Value-sensitive design
Value-sensitive design is a design approach that accounts for ethical values, such as privacy, in addition to usability-oriented design goals.51 Value-sensitive design methods help to systematically assess the values at play in relation to a specific technology and respective stakeholders and the ways the technology might meet or violate those values. They also help to iteratively develop designs that are sensitive to and respectful of those values.
Privacy reminders
Organizations may choose or be required to remind people about data practices they are subject to. For instance, financial institutions in the United States are required to provide an annual privacy notice to their customers under the Gramm-Leach-Bliley Act (GBLA). However, privacy reminders can also take a more proactive shape and make users aware of data practices they had previously agreed to or nudge them to check and update their privacy settings.
Privacy notices
Privacy notices aim to provide transparency about an organization’s data practices and other privacy-related information, such as measures taken to ensure security and privacy of users’ information. Privacy notices need to be provided to users—typically before a data practice takes place—and explain what information about data subjects is being collected, processed, retained or transferred for what purpose. Laws and regulations in different countries may pose specific transparency requirements in terms of what information needs to be provided, when it needs to be provided and how it needs to be provided.

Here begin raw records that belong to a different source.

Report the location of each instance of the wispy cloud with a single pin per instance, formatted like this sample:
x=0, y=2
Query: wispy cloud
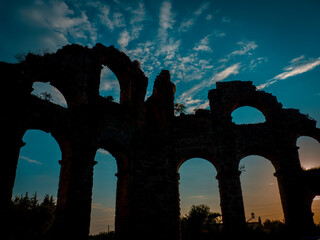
x=29, y=160
x=111, y=20
x=108, y=81
x=102, y=151
x=166, y=20
x=298, y=66
x=58, y=23
x=203, y=45
x=189, y=22
x=245, y=48
x=198, y=197
x=57, y=97
x=138, y=16
x=124, y=39
x=187, y=96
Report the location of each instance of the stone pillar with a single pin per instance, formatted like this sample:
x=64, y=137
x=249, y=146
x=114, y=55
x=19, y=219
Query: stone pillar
x=122, y=219
x=10, y=151
x=75, y=191
x=155, y=201
x=295, y=202
x=231, y=201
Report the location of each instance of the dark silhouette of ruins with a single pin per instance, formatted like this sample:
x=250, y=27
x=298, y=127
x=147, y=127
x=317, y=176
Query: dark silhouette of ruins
x=148, y=142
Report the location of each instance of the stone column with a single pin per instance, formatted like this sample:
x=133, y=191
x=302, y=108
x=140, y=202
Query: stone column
x=75, y=191
x=122, y=218
x=231, y=201
x=155, y=201
x=295, y=202
x=10, y=151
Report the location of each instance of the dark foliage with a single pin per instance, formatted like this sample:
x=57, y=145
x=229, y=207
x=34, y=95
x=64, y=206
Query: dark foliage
x=103, y=236
x=30, y=219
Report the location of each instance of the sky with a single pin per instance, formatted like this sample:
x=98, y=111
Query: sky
x=273, y=43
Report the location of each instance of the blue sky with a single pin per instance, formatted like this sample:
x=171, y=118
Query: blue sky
x=273, y=43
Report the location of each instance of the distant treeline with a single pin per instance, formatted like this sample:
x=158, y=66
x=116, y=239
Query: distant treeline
x=31, y=219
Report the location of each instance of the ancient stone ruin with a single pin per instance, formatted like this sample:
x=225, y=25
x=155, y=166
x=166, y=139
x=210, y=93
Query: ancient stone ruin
x=148, y=141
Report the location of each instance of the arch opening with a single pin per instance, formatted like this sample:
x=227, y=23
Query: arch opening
x=316, y=210
x=103, y=193
x=198, y=188
x=260, y=189
x=109, y=85
x=247, y=115
x=309, y=152
x=38, y=166
x=47, y=92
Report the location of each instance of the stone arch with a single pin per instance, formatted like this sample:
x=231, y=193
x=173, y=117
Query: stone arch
x=198, y=185
x=267, y=205
x=122, y=200
x=228, y=96
x=192, y=155
x=309, y=152
x=104, y=183
x=133, y=83
x=57, y=97
x=247, y=115
x=38, y=152
x=109, y=85
x=261, y=151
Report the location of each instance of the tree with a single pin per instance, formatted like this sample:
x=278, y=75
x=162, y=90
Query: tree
x=29, y=219
x=179, y=108
x=199, y=222
x=46, y=96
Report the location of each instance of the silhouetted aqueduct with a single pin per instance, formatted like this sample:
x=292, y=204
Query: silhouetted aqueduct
x=148, y=142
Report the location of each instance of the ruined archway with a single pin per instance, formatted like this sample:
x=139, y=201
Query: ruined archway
x=198, y=185
x=103, y=193
x=38, y=168
x=309, y=152
x=153, y=142
x=260, y=189
x=47, y=92
x=109, y=85
x=247, y=115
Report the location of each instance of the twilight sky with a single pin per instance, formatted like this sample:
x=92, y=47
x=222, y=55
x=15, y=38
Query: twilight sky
x=273, y=43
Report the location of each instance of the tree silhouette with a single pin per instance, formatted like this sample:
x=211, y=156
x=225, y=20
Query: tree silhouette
x=199, y=223
x=30, y=219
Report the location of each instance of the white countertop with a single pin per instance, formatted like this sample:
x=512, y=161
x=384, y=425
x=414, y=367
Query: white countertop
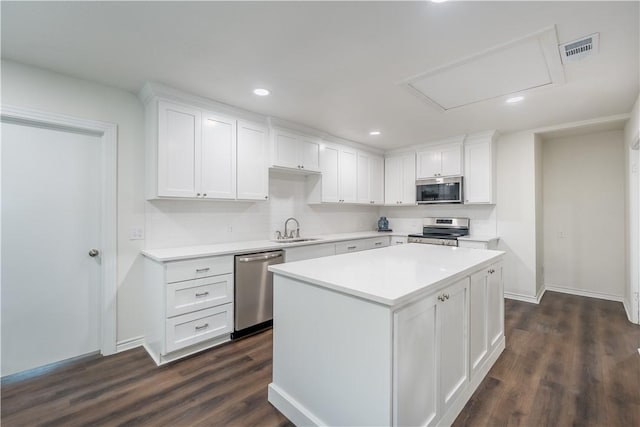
x=390, y=276
x=478, y=238
x=186, y=252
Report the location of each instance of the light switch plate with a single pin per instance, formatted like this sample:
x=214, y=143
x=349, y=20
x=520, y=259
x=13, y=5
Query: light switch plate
x=136, y=233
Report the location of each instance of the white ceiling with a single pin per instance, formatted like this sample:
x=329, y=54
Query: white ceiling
x=334, y=66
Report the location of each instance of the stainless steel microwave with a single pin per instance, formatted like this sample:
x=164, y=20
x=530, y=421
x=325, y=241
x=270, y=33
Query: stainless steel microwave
x=439, y=190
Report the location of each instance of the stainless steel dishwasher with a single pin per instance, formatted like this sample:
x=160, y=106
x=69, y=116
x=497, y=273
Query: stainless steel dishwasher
x=253, y=302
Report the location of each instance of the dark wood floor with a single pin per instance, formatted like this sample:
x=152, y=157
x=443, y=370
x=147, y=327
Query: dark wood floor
x=569, y=361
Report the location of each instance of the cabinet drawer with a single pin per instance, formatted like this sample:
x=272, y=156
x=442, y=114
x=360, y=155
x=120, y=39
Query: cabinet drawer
x=472, y=244
x=188, y=329
x=199, y=267
x=377, y=242
x=187, y=296
x=350, y=246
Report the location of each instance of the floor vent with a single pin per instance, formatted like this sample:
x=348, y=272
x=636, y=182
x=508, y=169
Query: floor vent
x=578, y=49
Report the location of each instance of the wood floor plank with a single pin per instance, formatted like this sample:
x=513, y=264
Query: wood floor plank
x=570, y=361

Privacy notices can take different shapes and forms
Privacy policies
Privacy policies are probably the most common type of privacy notice. A privacy policy holistically documents an organization’s data collection, processing and transfer practices and also includes other privacy-related information. While most common, privacy policies are also among the most ineffective privacy user interfaces. Most people do not read privacy policies, as they have little incentive to do so.